68Ga-PMD22 PET/CT Examination Targeting CLDN18.2

Early Phase 1

Recruiting

• Conditions: Gastrointestinal Cancer
• Interventions: Drug: Intravenous injection of 68Ga-PMD22

• Registration Number: NCT05937919
• Lead Sponsor: Peking Union Medical College Hospital

Brief Summary

To investigate the ability of the CLDN18.2-targeted 68Ga-PMD22 tracer to detect CLDN18.2 expression in patients with gastric and colorectal cancer and other gastrointestinal tumours.

Detailed Description

The 2016 FAST study brought a "new star" target for gastric cancer - CLDN18.2 (claudin 18 splice variant 2,CLDN18.2), which belongs to the CLDN family of tight junction proteins and is involved in the formation of paracellular tight junctions and maintenance of cell polarity. CLDN18.2 is mainly found in the normal gastric mucosa (normal gastric glands, principal cells, mural cells, endocrine cells) where the differentiation cycle is short and renewal is rapid, and in the duodenal panniculocytes, but not in the gastric stem cell region. It is now generally accepted that CLDN18.2 is expressed in normal gastric tissue confined to the tight junctions at the outer base of the gastric mucosal cells, whereas tumours undergo a change in cell polarity during malignant transformation, resulting in widespread exposure of CLDN18.2 to the cell membrane surface. The CLDN18.2 gene is also aberrantly activated and highly specific and stably expressed in specific tumour tissues, participating in the proliferation, differentiation and migration of tumour cells, making it a potentially effective target for anti-tumour drugs.

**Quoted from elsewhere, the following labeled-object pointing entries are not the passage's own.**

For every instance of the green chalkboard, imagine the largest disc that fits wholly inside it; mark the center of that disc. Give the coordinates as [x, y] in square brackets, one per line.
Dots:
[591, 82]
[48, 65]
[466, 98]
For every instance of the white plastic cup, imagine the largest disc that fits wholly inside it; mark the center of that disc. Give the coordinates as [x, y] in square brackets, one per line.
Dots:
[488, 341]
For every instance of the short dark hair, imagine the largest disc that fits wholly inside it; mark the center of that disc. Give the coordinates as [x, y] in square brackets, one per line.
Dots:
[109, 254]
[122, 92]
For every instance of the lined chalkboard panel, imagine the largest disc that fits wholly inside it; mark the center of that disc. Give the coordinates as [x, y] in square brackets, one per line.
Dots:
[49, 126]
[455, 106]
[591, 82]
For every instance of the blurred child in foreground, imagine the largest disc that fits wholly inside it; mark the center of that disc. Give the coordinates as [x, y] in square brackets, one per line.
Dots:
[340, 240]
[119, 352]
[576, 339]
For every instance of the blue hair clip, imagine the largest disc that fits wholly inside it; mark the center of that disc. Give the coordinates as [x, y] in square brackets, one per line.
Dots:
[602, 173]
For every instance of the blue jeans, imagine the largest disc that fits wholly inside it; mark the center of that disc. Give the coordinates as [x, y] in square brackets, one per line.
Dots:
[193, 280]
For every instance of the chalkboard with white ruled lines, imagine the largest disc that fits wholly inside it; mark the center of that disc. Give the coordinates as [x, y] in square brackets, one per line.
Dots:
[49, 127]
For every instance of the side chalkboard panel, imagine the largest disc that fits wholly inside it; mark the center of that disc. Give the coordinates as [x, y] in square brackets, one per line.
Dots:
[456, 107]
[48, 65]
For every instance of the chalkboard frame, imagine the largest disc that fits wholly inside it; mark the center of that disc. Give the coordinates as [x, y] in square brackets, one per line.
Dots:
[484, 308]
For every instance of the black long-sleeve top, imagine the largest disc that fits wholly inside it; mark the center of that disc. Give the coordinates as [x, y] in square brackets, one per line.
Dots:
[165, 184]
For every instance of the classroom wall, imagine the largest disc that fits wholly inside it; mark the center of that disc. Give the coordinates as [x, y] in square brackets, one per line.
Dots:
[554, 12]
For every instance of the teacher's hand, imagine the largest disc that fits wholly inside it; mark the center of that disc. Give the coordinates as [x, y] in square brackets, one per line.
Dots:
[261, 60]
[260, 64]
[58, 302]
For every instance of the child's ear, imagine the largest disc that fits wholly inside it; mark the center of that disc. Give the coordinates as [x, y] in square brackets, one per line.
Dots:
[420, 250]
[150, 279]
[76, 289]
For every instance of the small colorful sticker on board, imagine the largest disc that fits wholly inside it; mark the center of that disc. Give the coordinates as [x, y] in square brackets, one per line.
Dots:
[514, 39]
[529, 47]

In this study, a molecular probe PMD22 targeting CLDN18.2 was synthesised in a previous study and a 68Ga-PMD22 injection was developed for clinical trials. The preliminary study showed that the tracer has good safety and good imaging effect. It is proposed to further conduct exploratory PET/CT imaging studies on patients with gastric cancer, colorectal cancer and other gastrointestinal tumours, to provide a new technique for in vivo, non-invasive and visual detection of CLDN18.2 expression level and spatial distribution for patients with gastric cancer, colorectal cancer and other gastrointestinal tumours, and to validate its clinical application value for the diagnosis of gastric cancer, colorectal cancer and other gastrointestinal tumours.

Study Timeline

• Study Start: 2023-05-28
• Status Verified: 2023-06
• Study First Submitted: 2023-06-19
• Study First Submitted QC: 2023-06-30
• Last Update Submitted: 2023-06-30
• Study First Posted: 2023-07-10
• Last Update Posted: 2023-07-10
• Primary Completion: 2023-08-31
• Study Completion: 2023-08-31

Recruitment & Eligibility

• Status: RECRUITING
• Sex: All
• Target Recruitment: 10

Inclusion Criteria

• In the near future (within 2 months), patients who plan to undergo puncture biopsy or undergo tumor surgical treatment or are clinically highly suspected of cancer (including primary and tumor recurrence and metastasis)
• Able to understand and voluntarily sign informed consent forms, with good compliance

Exclusion Criteria

• Severe abnormalities in liver and kidney function
• Suffering from claustrophobia or other mental illnesses
• Pregnant and lactating women

Study & Design

• Study Type: INTERVENTIONAL
• Study Design: SINGLE_GROUP

Arm && Interventions

Group	Intervention	Description
68Ga-PMD22 PET/CT scan at one time	Intravenous injection of 68Ga-PMD22	After the dynamic scan completed, choose an optimal imaging examination time for PET examination of other patients.
68Ga-PMD22 PET/CT dynamic scan	Intravenous injection of 68Ga-PMD22	68Ga-PMD22 PET/CT scan Dosimetry study about 6 patients were injected with 2-4 (MBq) per kilogram body weight of 68Ga-PMD22 PET/CT in one dose intravenously and underwent wholebody scan at 5min#15min#30min#60min#90min#120min#180min, then analysis of dosimetric distribution of radiopharmaceuticals in human body by HERMES software.

Primary Outcome Measures

Name	Time	Method
Dosimetric distribution of radiopharmaceuticals	2 months	Input the 68Ga-PMD22 PET data of 5-6 patients into HERMES software, and analyze the dose distribution of radioactive drugs in human body through HERMES software
Standardized uptake value	2 months	The semiquantitative analysis will be performed by the same person for all the cases, and the standardized uptake value (SUV) of the tracer in breast tumor will be measured. SUV were obtained by a self-made software and referring to phantom study.If the SUV value cannot be obtained, the COUNTS of target organ/background ratio between the lesion and surrounding tissues shall be used for calculation.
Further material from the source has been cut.